When it comes to long-range shooting, a few environmental factors carry significantly more weight than others in calculating a firing solution. If you’re shooting 600 to 1,200 yards or beyond, understanding these factors and using the right inputs is the difference between a hit and a miss.
Factors That Affect Bullet Drop (Ranked by Impact)
- Gravity
A constant, predictable force pulling the bullet down. It never changes, but your job is to calculate how much it affects your shot over distance. - Wind
Wind is one of the most variable and challenging elements. It can push your bullet significantly off course, especially beyond 500 yards, and it changes with terrain, altitude, and time. - Air Density / Station Pressure
This is the big one—and it includes three key sub-factors:
- Station Pressure (Ambient Pressure): The real atmospheric pressure at your exact location.
- Temperature: Warmer air is less dense, meaning your bullet will fly flatter.
- Altitude: Only matters because it affects station pressure.
These three combined determine the amount of drag on your bullet and directly affect its flight path.
- Muzzle Velocity
Higher velocity means less flight time, which means less drop and less wind drift. Know your chrono data. - Ballistic Coefficient (BC)
Higher BC bullets slice through air better and retain velocity longer. Essential for precision beyond 600 yards. - Humidity
Affects air density slightly, but not a huge factor unless shooting at extreme distances or in very humid environments.
Most Shooters Are Using the Wrong Pressure Input
Let’s talk about one of the most common mistakes in long-range shooting: using barometric pressure in your ballistic calculations.
You’ve probably seen “barometric pressure” listed in your favorite weather app or maybe even on a Kestrel. Most shooters will punch it in and move on. But here’s the thing: barometric pressure is not what your bullet is actually flying through.
What Is Barometric Pressure?
Barometric pressure (BP) is the atmospheric pressure adjusted to sea level. It’s useful for meteorologists and pilots who need to compare pressure from city to city regardless of elevation. But for shooters, it’s a false reading.
If you’re shooting at 6,000 feet and enter barometric pressure say 29.92 inHg you’re telling your calculator that the air is as dense as it would be at sea level. It’s not. Your bullet is flying through thinner, high-elevation air. That sea-level fudge factor throws off your drop data and your bullet will hit low because you’re overcorrected for drag.

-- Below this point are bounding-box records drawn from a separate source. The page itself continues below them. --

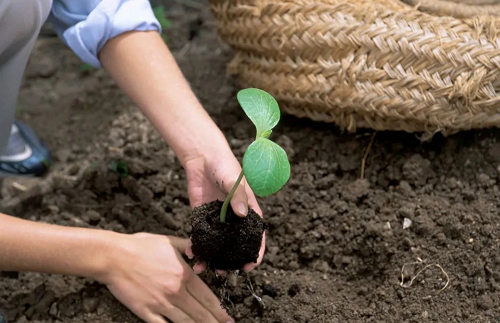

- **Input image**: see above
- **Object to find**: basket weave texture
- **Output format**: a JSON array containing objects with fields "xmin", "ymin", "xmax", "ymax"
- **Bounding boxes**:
[{"xmin": 210, "ymin": 0, "xmax": 500, "ymax": 137}]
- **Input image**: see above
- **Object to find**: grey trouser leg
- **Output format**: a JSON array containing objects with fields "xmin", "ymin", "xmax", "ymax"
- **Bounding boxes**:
[{"xmin": 0, "ymin": 0, "xmax": 52, "ymax": 156}]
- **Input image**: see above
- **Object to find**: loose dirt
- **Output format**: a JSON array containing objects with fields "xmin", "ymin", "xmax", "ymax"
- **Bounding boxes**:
[{"xmin": 0, "ymin": 4, "xmax": 500, "ymax": 323}]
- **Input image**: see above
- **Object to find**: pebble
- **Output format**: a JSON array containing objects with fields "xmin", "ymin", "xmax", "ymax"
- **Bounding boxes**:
[
  {"xmin": 83, "ymin": 297, "xmax": 99, "ymax": 313},
  {"xmin": 477, "ymin": 294, "xmax": 493, "ymax": 311},
  {"xmin": 403, "ymin": 218, "xmax": 412, "ymax": 230},
  {"xmin": 288, "ymin": 284, "xmax": 300, "ymax": 297},
  {"xmin": 49, "ymin": 303, "xmax": 59, "ymax": 316}
]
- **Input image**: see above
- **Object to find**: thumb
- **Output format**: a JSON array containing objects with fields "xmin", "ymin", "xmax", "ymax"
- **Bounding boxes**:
[
  {"xmin": 168, "ymin": 236, "xmax": 191, "ymax": 254},
  {"xmin": 224, "ymin": 179, "xmax": 248, "ymax": 217}
]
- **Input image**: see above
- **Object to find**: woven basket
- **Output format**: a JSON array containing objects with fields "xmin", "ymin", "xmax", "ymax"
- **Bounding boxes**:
[{"xmin": 210, "ymin": 0, "xmax": 500, "ymax": 137}]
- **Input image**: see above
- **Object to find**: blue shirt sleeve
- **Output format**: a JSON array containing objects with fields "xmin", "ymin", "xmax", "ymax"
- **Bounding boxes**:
[{"xmin": 49, "ymin": 0, "xmax": 161, "ymax": 68}]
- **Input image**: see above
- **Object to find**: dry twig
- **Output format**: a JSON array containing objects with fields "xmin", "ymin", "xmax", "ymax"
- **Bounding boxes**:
[
  {"xmin": 399, "ymin": 259, "xmax": 450, "ymax": 294},
  {"xmin": 360, "ymin": 131, "xmax": 377, "ymax": 179}
]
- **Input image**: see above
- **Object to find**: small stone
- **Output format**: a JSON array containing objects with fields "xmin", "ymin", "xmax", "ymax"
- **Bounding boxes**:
[
  {"xmin": 97, "ymin": 302, "xmax": 106, "ymax": 316},
  {"xmin": 477, "ymin": 294, "xmax": 494, "ymax": 311},
  {"xmin": 227, "ymin": 274, "xmax": 238, "ymax": 287},
  {"xmin": 85, "ymin": 210, "xmax": 101, "ymax": 223},
  {"xmin": 477, "ymin": 173, "xmax": 490, "ymax": 185},
  {"xmin": 259, "ymin": 295, "xmax": 274, "ymax": 309},
  {"xmin": 243, "ymin": 296, "xmax": 255, "ymax": 307},
  {"xmin": 288, "ymin": 284, "xmax": 300, "ymax": 297},
  {"xmin": 398, "ymin": 203, "xmax": 417, "ymax": 219},
  {"xmin": 83, "ymin": 297, "xmax": 99, "ymax": 313},
  {"xmin": 48, "ymin": 303, "xmax": 59, "ymax": 316},
  {"xmin": 262, "ymin": 284, "xmax": 279, "ymax": 298},
  {"xmin": 403, "ymin": 218, "xmax": 412, "ymax": 230}
]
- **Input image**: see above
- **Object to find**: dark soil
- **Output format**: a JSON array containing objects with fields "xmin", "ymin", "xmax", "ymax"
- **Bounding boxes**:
[
  {"xmin": 191, "ymin": 201, "xmax": 264, "ymax": 270},
  {"xmin": 0, "ymin": 4, "xmax": 500, "ymax": 323}
]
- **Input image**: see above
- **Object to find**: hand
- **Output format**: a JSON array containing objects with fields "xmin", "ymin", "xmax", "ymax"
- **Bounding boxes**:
[
  {"xmin": 101, "ymin": 233, "xmax": 234, "ymax": 323},
  {"xmin": 184, "ymin": 149, "xmax": 266, "ymax": 273}
]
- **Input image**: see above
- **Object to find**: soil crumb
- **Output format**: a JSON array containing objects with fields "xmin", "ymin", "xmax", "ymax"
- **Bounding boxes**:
[{"xmin": 191, "ymin": 201, "xmax": 264, "ymax": 270}]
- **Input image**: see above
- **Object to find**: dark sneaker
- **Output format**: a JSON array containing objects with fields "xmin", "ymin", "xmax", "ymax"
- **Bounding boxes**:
[{"xmin": 0, "ymin": 121, "xmax": 50, "ymax": 177}]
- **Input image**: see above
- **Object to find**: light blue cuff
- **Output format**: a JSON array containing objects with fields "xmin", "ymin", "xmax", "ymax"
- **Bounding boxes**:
[{"xmin": 51, "ymin": 0, "xmax": 161, "ymax": 68}]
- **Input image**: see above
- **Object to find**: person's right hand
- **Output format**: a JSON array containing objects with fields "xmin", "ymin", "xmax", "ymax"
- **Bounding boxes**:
[{"xmin": 98, "ymin": 233, "xmax": 234, "ymax": 323}]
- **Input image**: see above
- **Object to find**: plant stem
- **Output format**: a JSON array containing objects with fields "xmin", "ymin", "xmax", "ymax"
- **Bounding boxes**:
[{"xmin": 220, "ymin": 170, "xmax": 243, "ymax": 223}]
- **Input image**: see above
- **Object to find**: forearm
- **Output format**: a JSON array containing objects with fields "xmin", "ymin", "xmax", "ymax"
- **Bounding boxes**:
[
  {"xmin": 100, "ymin": 32, "xmax": 227, "ymax": 164},
  {"xmin": 0, "ymin": 213, "xmax": 115, "ymax": 278}
]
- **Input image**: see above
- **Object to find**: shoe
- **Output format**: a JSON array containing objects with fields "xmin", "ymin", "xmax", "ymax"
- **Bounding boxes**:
[{"xmin": 0, "ymin": 121, "xmax": 50, "ymax": 177}]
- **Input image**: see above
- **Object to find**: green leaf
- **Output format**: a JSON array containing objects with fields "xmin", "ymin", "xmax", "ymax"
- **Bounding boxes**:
[
  {"xmin": 80, "ymin": 63, "xmax": 94, "ymax": 75},
  {"xmin": 238, "ymin": 89, "xmax": 280, "ymax": 138},
  {"xmin": 153, "ymin": 6, "xmax": 172, "ymax": 30},
  {"xmin": 243, "ymin": 138, "xmax": 290, "ymax": 197}
]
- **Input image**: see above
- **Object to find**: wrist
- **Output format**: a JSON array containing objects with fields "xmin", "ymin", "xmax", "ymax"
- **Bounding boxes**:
[{"xmin": 85, "ymin": 231, "xmax": 127, "ymax": 283}]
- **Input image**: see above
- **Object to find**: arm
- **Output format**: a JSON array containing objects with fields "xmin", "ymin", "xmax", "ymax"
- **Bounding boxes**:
[
  {"xmin": 100, "ymin": 32, "xmax": 262, "ymax": 223},
  {"xmin": 0, "ymin": 213, "xmax": 111, "ymax": 278},
  {"xmin": 0, "ymin": 213, "xmax": 232, "ymax": 323}
]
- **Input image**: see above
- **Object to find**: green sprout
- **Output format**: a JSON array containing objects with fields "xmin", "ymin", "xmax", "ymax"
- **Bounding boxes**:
[
  {"xmin": 80, "ymin": 63, "xmax": 94, "ymax": 75},
  {"xmin": 220, "ymin": 89, "xmax": 290, "ymax": 222},
  {"xmin": 153, "ymin": 6, "xmax": 172, "ymax": 42}
]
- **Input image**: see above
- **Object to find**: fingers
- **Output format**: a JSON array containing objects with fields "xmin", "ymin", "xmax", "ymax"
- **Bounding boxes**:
[
  {"xmin": 245, "ymin": 184, "xmax": 262, "ymax": 217},
  {"xmin": 161, "ymin": 306, "xmax": 196, "ymax": 323},
  {"xmin": 144, "ymin": 313, "xmax": 167, "ymax": 323},
  {"xmin": 168, "ymin": 236, "xmax": 192, "ymax": 257},
  {"xmin": 186, "ymin": 276, "xmax": 233, "ymax": 323},
  {"xmin": 243, "ymin": 232, "xmax": 266, "ymax": 272},
  {"xmin": 224, "ymin": 175, "xmax": 248, "ymax": 217},
  {"xmin": 172, "ymin": 290, "xmax": 219, "ymax": 323},
  {"xmin": 193, "ymin": 262, "xmax": 207, "ymax": 275}
]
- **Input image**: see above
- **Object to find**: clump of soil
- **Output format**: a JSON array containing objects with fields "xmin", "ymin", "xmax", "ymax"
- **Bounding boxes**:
[
  {"xmin": 191, "ymin": 201, "xmax": 264, "ymax": 270},
  {"xmin": 0, "ymin": 0, "xmax": 500, "ymax": 323}
]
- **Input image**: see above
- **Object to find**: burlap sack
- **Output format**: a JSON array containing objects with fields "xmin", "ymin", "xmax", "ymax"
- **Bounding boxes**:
[{"xmin": 210, "ymin": 0, "xmax": 500, "ymax": 137}]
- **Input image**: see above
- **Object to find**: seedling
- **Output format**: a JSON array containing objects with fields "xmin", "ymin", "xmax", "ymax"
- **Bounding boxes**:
[
  {"xmin": 153, "ymin": 6, "xmax": 172, "ymax": 42},
  {"xmin": 220, "ymin": 89, "xmax": 290, "ymax": 222}
]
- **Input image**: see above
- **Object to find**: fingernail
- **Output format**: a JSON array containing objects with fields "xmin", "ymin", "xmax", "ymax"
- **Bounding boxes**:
[{"xmin": 238, "ymin": 203, "xmax": 248, "ymax": 216}]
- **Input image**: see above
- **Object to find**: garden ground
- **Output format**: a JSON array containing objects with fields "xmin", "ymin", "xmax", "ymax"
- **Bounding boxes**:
[{"xmin": 0, "ymin": 4, "xmax": 500, "ymax": 323}]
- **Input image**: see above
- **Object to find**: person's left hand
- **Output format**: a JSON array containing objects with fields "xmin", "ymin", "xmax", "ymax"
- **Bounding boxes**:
[{"xmin": 184, "ymin": 151, "xmax": 266, "ymax": 273}]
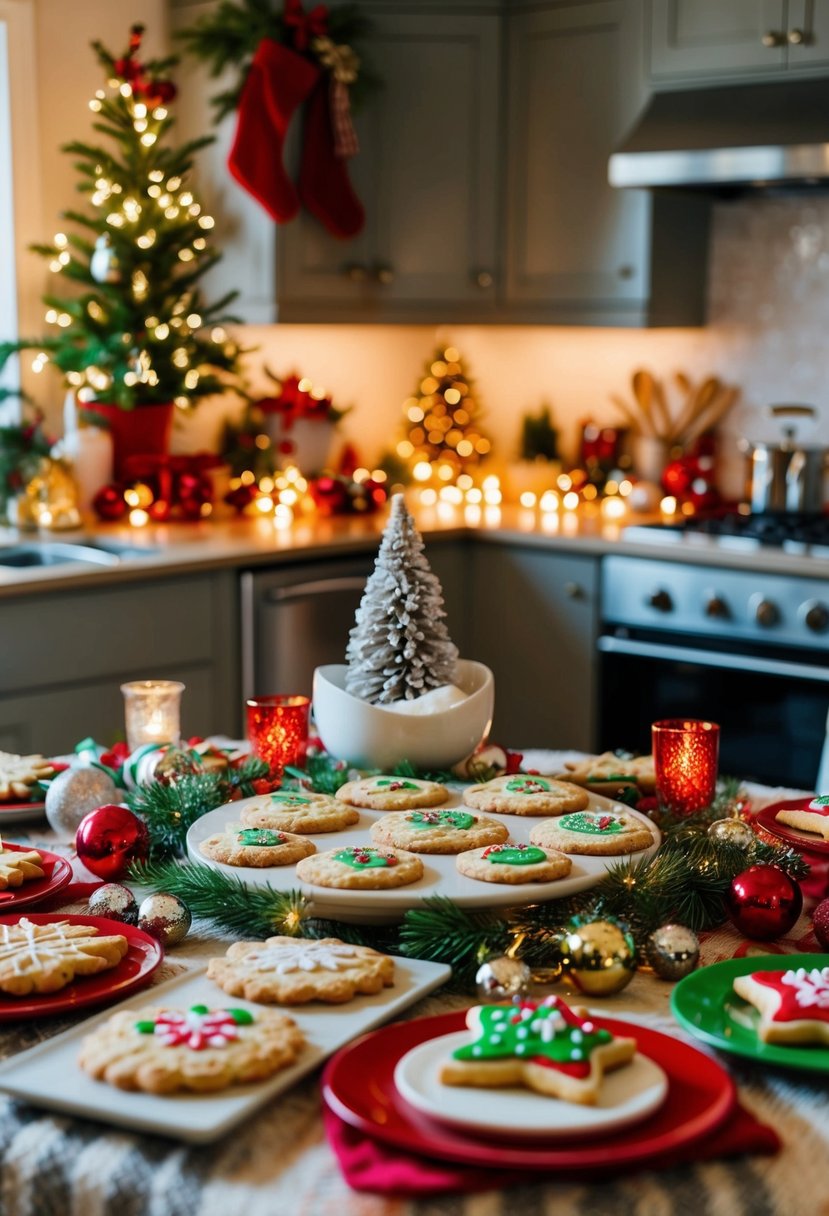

What You Should Be Using: Station Pressure
Station pressure (or ambient pressure) is the actual, unadjusted pressure at your current altitude. No corrections, no sea-level assumptions, just raw, real-world data. This is the pressure your bullet feels, and it’s what should go into your calculator.
Unless you’re shooting below 1,000 feet elevation, using barometric pressure will produce an inaccurate firing solution. It won’t be wildly off, but at 800+ yards, “good enough” doesn’t cut it.
How to Get Station Pressure
Here are a few ways to get the right data:
- Use a Kestrel (might use the term “absolute pressure”) or advanced weather meter that reports station pressure directly.
- Use a ballistic app that accepts elevation as an input and automatically converts barometric pressure to station pressure.
- Use a GPS-enabled device that gives you ambient pressure readings.
- As a backup, refer to a Standard Station Pressure by Elevation chart (below). It’s not perfect, but it’s closer than using B.P.
Standard Station Pressure by Elevation
| Elevation (ft) | Station Pressure (inHg) | Station Pressure (hPa) |
| 0 ft | 29.92 inHg | 1013.25 hPa |
| 1,000 ft | 28.86 inHg | 977.89 hPa |
| 2,000 ft | 27.82 inHg | 942.88 hPa |
| 3,000 ft | 26.82 inHg | 909.19 hPa |
| 4,000 ft | 25.84 inHg | 876.74 hPa |
| 5,000 ft | 24.89 inHg | 845.48 hPa |
| 6,000 ft | 23.98 inHg | 815.43 hPa |
Legendary Marine Corps Scout Sniper Carlos Hathcock used weather reports and forecasted pressure because that’s all he had at the time. You’ve got more tools; use them.
Your bullet is flying through real air, not theory. If you’re serious about long-range accuracy, you need to feed your calculator the real environmental data your bullet is experiencing.
Barometric pressure is for weather apps.
Station pressure is for shooters.
Use the right data. Hit your target.